2011-08-28 Openleaks hints at WikiLeaks vulnerability, endangers sources [UPDATE 4 + Clarification]

According to Spiegel, a complete version of Cablegate has been available on the internet. This is their account of the story:

Julian Assange uploaded an encrypted archive containing Cablegate to the Wikileaks webserver, to share it with an associate, to whom he also gave the password. When Daniel Domscheit-Berg left the organization together with the Architect, he took the content of the webserver with him. He eventually returned some of the data a few weeks later.

At this point the narrative is not entirely clear. Spiegel goes on to say that supporters published the data on the web, along with the encrypted Cablegate file. Simultaneously, the associate published the password. The vulnerability remained unnoticed, until Openleaks staff pointed it out.

WL Central could not verify these claims. It is however clear that the vulnerability was first pointed out by Der Freitag, a media partner of Openleaks.

In a variety of aspects, this is a very strange story. First, it seems odd to use the main Wikileaks website for transfer of sensitive data. This could easily have been done by other means, in a more secure way. Next, one is left wondering how anyone could have overlooked a massive archive in a hidden subdirectory when setting up a website. Most striking is the fact that someone would be irresponsible enough to publish a password.

Openleaks staff must have known about this vulnerability for some time, but did not bother to reveal it to those in charge of the website, nor did their media partners. It is certainly right to report about it, but it should be done in a responsible manner, making sure the file is removed before this information is publicly available.

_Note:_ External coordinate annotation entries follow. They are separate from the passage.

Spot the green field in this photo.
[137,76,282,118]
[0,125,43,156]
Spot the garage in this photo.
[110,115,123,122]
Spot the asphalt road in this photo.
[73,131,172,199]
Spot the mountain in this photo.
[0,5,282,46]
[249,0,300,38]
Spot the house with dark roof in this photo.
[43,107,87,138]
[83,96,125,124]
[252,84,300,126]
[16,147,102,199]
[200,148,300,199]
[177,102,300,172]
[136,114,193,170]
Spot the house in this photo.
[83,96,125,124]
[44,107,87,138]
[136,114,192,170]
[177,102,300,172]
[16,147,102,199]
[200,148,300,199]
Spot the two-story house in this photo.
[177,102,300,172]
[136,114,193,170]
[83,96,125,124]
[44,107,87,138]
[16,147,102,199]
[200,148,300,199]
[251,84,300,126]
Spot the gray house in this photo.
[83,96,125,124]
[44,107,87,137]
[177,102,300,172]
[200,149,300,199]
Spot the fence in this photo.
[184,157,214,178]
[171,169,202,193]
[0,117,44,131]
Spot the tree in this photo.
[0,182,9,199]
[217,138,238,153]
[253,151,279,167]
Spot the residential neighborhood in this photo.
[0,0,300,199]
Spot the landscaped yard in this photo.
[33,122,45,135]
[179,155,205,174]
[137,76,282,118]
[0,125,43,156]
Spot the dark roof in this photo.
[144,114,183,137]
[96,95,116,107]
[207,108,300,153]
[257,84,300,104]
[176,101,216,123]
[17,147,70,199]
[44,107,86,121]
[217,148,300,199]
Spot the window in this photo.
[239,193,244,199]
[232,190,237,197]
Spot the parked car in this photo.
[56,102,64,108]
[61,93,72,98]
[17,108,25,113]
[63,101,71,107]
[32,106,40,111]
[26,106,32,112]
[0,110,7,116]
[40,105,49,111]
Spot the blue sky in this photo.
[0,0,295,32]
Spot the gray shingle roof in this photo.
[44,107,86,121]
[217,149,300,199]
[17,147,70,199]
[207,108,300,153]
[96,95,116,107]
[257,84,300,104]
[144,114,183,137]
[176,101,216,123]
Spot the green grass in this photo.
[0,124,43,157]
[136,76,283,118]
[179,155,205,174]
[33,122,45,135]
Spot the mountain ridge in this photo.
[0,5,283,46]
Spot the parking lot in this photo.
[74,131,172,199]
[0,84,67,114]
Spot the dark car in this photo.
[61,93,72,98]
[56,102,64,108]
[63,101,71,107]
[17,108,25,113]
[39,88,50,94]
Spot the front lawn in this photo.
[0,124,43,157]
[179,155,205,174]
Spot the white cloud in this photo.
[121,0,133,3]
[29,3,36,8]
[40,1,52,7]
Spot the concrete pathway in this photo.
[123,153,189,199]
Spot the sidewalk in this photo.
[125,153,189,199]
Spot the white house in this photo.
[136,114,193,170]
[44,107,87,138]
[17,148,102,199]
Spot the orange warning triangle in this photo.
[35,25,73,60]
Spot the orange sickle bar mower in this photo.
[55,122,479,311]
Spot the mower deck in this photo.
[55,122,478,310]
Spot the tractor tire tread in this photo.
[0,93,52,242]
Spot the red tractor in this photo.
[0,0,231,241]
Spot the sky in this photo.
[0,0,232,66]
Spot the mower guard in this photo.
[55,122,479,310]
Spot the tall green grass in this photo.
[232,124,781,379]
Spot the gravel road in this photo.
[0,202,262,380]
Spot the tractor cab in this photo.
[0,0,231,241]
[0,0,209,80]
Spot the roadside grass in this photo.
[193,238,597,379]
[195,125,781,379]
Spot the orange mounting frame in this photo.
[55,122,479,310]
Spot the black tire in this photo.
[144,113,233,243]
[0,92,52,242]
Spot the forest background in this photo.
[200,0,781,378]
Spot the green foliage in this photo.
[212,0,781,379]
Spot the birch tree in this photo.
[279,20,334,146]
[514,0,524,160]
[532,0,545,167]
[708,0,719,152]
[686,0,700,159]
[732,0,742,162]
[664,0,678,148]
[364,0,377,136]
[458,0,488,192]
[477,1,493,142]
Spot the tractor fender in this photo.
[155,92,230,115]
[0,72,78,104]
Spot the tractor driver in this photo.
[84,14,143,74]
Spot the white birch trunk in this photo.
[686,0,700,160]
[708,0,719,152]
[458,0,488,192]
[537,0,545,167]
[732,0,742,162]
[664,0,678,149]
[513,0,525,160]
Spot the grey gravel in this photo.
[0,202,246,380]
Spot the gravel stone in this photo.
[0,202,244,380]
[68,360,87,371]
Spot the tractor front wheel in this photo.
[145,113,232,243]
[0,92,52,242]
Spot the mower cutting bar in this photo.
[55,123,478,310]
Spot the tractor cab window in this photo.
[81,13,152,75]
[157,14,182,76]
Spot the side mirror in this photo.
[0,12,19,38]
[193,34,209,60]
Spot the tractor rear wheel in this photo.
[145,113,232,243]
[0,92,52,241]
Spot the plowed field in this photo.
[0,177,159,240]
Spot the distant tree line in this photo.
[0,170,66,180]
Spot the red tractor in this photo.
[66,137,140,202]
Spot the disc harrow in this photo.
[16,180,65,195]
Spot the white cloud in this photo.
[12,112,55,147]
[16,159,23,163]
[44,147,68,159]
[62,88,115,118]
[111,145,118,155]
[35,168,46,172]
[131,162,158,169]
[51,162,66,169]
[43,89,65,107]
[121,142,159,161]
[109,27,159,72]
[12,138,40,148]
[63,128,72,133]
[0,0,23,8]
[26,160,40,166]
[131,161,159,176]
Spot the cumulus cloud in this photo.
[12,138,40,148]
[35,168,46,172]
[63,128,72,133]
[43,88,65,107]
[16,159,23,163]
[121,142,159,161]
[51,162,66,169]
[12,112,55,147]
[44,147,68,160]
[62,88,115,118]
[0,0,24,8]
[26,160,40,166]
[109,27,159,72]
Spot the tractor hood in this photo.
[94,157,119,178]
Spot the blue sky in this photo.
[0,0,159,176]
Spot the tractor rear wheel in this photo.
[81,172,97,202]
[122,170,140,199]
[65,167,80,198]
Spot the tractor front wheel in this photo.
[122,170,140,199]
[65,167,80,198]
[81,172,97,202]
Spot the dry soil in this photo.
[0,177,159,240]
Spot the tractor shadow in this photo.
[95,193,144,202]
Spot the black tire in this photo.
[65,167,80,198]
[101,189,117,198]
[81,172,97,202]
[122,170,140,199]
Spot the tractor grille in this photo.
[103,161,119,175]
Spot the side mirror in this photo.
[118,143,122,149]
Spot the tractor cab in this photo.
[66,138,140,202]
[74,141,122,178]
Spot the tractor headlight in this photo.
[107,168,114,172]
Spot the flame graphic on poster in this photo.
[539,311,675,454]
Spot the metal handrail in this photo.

As it was the case with the shredding of unpublished submissions to Wikileaks, the timing of this story is the most telling aspect. It comes shortly after Daniel Domscheit-Berg had his CCC membership revoked. This time, the collateral damage did not only affect unpublished whistleblower documents, rather, the names of sources and informants contained in Cablegate have now been potentially exposed.


Wikileaks have now responded: "Current story being spun about wild cables, including from Spiegel, is significantly incorrect."


The Spiegel article in question has now appeared in English translation. The versions do, however, differ significantly. According to the German original, the password was given to an associate. In the translated version, this has been corrected to external contact.


Wikileaks tweets the following: "WikiLeaks 'insurance' files have not been decrypted. All press are currently misreporting. There is an issue, but not that issue."


Wikileaks commented again: "There has been no 'leak at WikiLeaks'. The issue relates to a mainstream media partner and a malicious individual."


The Spiegel article says that data that was returned by Domscheit-Berg contained the cablegate file; the Heise article says that the content of the old Wikileaks website was returned by Domscheit-Berg; the Spiegel article says that the file appeared within an archived version of the website. Both stories are based on accounts by Domscheit-Berg or his associates. Thus, the version of the story which is spread by Domscheit-Berg suggests that the file would have been hidden in the website. Personally, I do not believe it is credible that Wikileaks would use their website for transfer of sensitive data. Hence I find this story strange.

I do not believe that Wikileaks used its main website for transfers. Rather, the version of the story which is currently being reported implies this.